After Countdown, fans of the series will have to content themselves with reruns, as well as the touring comedy shows put on by Ricky, Julian, and Bubbles. (In public appearances, the trio is never out of character, perpetuating the conceit that the actors are indistinguishable from the characters.) Mr. Lahey and Randy also have an act they periodically take across the country; John Dunsworth, the seasoned stage actor who played the dipsomaniacal Lahey, told me that they are treated like rock stars wherever they go.
For aficionados, it is a small source of consolation that the show might have ended sooner. It was following season five, during which the boys conceal several kilos of black hashish by moulding it into a driveway, that Clattenburg first felt he might be running out of ways to manipulate his characters’ carved-in-stone DNA. Walking away, however, proved difficult. The show was a major hit, everyone was still having fun doing it, and Clattenburg was employing a cast and crew of as many as sixty people—no small accomplishment in Atlantic Canada.
Shortly after the last full season ended, a reporter for a local paper called the Coast wrote that Trailer Park Boys was rumoured to be returning for an eighth season. But, determined to end the series before it began to decline, Clattenburg had already gathered everyone who worked on the show at the Lord Nelson Hotel in Halifax, and told them that Countdown to Liquor Day would be it. Few were surprised.

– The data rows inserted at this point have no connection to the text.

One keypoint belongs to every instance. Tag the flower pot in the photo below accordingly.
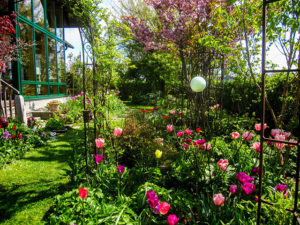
(53, 107)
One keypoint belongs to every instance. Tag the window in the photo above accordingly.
(42, 66)
(25, 9)
(27, 67)
(40, 56)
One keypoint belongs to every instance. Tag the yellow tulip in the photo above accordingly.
(158, 154)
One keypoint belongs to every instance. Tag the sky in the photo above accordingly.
(73, 37)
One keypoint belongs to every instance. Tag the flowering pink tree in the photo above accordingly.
(8, 43)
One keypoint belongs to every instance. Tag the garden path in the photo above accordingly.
(28, 185)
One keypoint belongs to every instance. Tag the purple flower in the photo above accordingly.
(150, 194)
(199, 142)
(244, 178)
(99, 158)
(121, 169)
(280, 187)
(233, 189)
(6, 135)
(248, 188)
(255, 171)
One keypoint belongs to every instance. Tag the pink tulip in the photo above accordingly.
(99, 158)
(164, 208)
(258, 126)
(280, 187)
(99, 142)
(247, 136)
(233, 189)
(118, 131)
(170, 128)
(280, 137)
(180, 134)
(223, 163)
(172, 219)
(121, 169)
(219, 199)
(188, 131)
(255, 171)
(244, 178)
(248, 188)
(286, 194)
(206, 146)
(256, 146)
(293, 141)
(235, 135)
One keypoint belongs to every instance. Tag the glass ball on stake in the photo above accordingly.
(198, 84)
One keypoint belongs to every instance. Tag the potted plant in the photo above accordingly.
(53, 105)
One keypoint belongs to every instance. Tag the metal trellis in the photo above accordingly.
(294, 211)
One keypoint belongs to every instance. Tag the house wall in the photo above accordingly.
(40, 104)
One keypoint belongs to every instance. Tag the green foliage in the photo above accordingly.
(20, 139)
(54, 124)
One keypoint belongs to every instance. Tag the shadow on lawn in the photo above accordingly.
(18, 197)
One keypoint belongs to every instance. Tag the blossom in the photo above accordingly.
(83, 193)
(180, 134)
(121, 169)
(170, 128)
(150, 194)
(286, 194)
(247, 136)
(158, 154)
(233, 189)
(256, 146)
(255, 170)
(223, 163)
(99, 142)
(187, 131)
(6, 135)
(206, 146)
(244, 178)
(159, 141)
(248, 188)
(218, 199)
(118, 132)
(280, 187)
(188, 140)
(172, 219)
(293, 141)
(164, 208)
(258, 126)
(199, 142)
(280, 137)
(98, 158)
(235, 135)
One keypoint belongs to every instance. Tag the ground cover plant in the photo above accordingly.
(156, 172)
(17, 138)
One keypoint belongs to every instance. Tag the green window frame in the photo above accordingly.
(57, 86)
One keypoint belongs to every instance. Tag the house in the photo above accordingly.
(39, 73)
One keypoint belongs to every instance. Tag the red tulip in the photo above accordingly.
(83, 193)
(164, 208)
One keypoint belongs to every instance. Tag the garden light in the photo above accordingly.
(198, 84)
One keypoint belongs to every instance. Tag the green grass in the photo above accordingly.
(27, 186)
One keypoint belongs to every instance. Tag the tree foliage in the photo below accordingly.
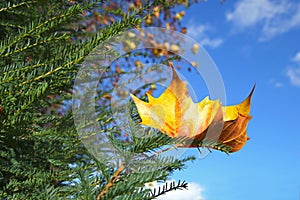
(42, 44)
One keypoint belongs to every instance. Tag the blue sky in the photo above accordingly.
(252, 41)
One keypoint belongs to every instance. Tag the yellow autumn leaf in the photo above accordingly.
(175, 114)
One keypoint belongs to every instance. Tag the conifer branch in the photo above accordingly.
(111, 182)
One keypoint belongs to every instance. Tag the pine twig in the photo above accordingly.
(111, 182)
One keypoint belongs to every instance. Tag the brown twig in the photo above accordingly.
(111, 182)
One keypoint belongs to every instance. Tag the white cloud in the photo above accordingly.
(273, 17)
(200, 33)
(194, 192)
(294, 73)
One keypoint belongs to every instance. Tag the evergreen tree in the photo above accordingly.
(42, 46)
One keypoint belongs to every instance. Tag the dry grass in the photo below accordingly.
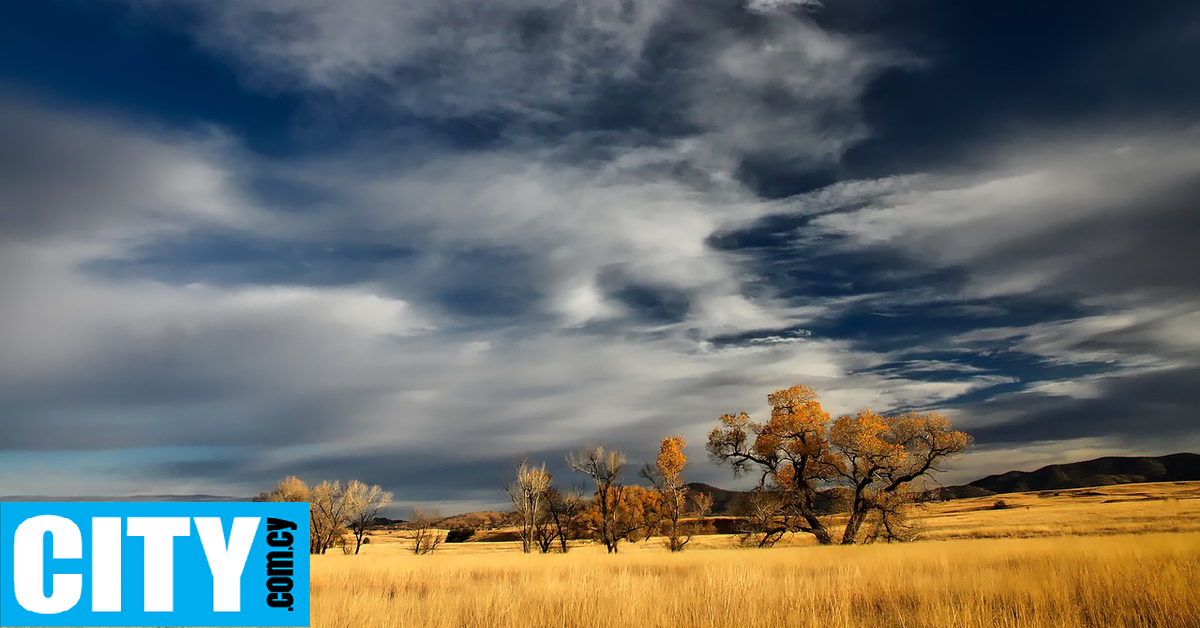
(1007, 579)
(1090, 581)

Given a world in which only artistic considerations mattered, the end of season seven might also have been an appropriate point at which to wrap the show. In that season’s narrative, the boys decide to export Ricky’s latest crop to the United States, where American anti-drug laws have escalated prices. To get the dope over the border, they make the unlikely decision to ship it via model train. Along the way, Bubbles loses his mind to stress, a demented puppet named Conky returns from the grave to provoke Bubbles, and a stolen locomotive named “the Swayzie Express” draws the attention of police. Nonetheless, their plan succeeds, and the boys emerge after brief jail sentences with over $400,000 to split between them.
The season ends with a coda of sorts, the characters each describing how the haul has benefited their lives: Julian has finally gotten rich; Ricky is happily living with Lucy, his daughter, and a new baby (even though Randy is actually the father); and Lucy has found satisfaction with Ricky. Lahey has quit drinking, Bubbles has more than enough money to feed his kitties, and Randy announces, “I know what I want in life now: all I really want to do is get high and mow lawns in the trailer park. And that’s okay.” Then, as the camera pulls back and up, granting us a serene aerial shot of Sunnyvale, we realize we’ve just witnessed something never before seen on Trailer Park Boys. The characters’ longing has abated, if only for that moment.